I need to load data from a csv file or an excel sheet (with rows and columns) into a two-dimensional python dict. For example, if the data in an excel sheet looks like this:
name age gender location
1 Jim 18 male China
2 Ross 18 male China
3 Cara 19 female Japan
4 Ted 18 male China
Then the output python dict should look like this:
data = {
1: {'name': 'Jim', 'age': 18, 'gender': 'male', 'location': 'China'},
2: {'name': 'Ross', 'age': 18, 'gender': 'male', 'location': 'China'},
3: {'name': 'Cara', 'age': 19, 'gender': 'female', 'location': 'Japan'},
4: {'name': 'Ted', 'age': 18, 'gender': 'male', 'location': 'China'}
}
You can see that there are a lot of duplicate infos in this 2-d dict (and for real data, it has the same condition), so I came up with an idea of developing a new dict with shared memory. To be specific, in the example above, I want my 2-d dict only save one copy of {'age': 18, 'gender': 'male', 'location': 'China'}
across multiple rows (these rows do not need to be adjacent). If we call data[1]['age']
and data[2]['age']
, it should do the lookup in the same extracted small shared dict.
I have read the source code of python dict, and I know python dict only save pointers to keys and values (and usually for small int and string object, different pointers may point to the same object).
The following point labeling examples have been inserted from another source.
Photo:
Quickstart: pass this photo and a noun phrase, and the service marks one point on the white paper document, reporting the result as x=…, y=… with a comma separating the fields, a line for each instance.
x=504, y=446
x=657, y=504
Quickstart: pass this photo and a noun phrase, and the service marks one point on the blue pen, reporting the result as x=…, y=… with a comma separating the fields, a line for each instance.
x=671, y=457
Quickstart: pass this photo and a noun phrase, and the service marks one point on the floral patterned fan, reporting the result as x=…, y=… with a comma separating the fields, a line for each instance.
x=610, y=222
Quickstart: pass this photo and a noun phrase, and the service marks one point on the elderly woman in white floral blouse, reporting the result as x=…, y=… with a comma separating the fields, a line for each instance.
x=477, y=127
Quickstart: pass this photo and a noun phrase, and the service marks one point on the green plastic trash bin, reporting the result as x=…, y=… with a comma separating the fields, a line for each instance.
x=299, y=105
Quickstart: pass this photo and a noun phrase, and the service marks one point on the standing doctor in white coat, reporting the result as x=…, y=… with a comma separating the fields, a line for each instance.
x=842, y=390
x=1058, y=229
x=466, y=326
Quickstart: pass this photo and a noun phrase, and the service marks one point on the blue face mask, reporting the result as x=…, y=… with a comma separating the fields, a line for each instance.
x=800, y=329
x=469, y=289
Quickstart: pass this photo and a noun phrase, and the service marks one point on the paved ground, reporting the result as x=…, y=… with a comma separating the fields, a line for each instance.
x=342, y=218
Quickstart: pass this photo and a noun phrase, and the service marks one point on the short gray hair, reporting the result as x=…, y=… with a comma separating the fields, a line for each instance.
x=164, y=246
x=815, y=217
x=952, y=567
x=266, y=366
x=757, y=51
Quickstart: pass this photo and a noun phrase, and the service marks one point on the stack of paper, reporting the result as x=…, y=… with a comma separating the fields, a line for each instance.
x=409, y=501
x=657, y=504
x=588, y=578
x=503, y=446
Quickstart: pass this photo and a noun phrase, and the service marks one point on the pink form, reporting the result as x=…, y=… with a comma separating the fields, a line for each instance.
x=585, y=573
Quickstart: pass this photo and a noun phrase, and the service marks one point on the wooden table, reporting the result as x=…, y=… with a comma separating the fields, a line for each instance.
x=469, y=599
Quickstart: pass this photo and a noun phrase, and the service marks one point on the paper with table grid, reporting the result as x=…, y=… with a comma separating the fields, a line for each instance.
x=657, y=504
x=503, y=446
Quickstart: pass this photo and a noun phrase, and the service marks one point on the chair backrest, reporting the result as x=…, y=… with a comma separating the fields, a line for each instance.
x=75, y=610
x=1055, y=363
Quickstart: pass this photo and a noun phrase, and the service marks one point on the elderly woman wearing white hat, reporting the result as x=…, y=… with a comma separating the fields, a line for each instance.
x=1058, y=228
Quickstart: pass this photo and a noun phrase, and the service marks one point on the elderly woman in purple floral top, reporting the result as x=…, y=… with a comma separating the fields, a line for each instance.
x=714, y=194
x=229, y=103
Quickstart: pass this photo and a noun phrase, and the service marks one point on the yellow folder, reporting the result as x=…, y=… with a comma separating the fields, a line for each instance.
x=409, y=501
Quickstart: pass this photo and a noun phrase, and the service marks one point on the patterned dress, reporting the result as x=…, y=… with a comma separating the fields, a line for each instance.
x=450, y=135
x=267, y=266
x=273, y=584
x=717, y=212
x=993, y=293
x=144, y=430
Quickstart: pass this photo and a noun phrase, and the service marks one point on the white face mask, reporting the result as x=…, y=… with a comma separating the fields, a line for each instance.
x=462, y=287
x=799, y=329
So when I mean I want to save only one copy, I mean one copy of pointers.
Any idea about how to design this dict? Thanks very much!!!
EDIT
Sorry, I forget to mention. The data in this 2-d dict will be read-only.
I guess you are asking about a data compression solution, which should then consider both memory sizes and use of references. The smallest memory footprint typically belongs to an integer which should be at least as small as a memory reference, so I would try to map everything to integers unless it is too inconvenient. Also, lists are smaller than dictionaries and allow direct fast indexing.
Here is an alternative implementation that might spark some ideas:
import sys
data = {
1: {'name': 'Jim', 'age': 18, 'gender': 'male', 'location': 'China'},
2: {'name': 'Ross', 'age': 18, 'gender': 'male', 'location': 'China'},
3: {'name': 'Cara', 'age': 19, 'gender': 'female', 'location': 'Japan'},
4: {'name': 'Ted', 'age': 18, 'gender': 'male', 'location': 'China'}
}
In [43]: sys.getsizeof(data)
Out[43]: 280 # bytes
data_list = [
('Jim', 18, 0, 'CH'), # 'CH' => 'China'
('Ross', 18, 0, 'CH'), # 0 => Female, 1 => Male
('Cara', 19, 1, 'JP'), # 'JP' => 'Japan'
('Ted', 18, 0, 'CH')
]
In [44]: sys.getsizeof(data_list)
Out[44]: 104 # bytes
_name, _age, _gender, _location = 0, 1, 2, 3
In [45]: data_list[2][_age] # access as 2D array instead of 2-level dict
Out[45]: 19
The solution above will be a little slower but yield some benefits for large strings. Using references probably won't save you anything unless each record starts to get long. Finally, if you replace all values with integers instead of string names and country codes, you will compress using Python lists quite a bit.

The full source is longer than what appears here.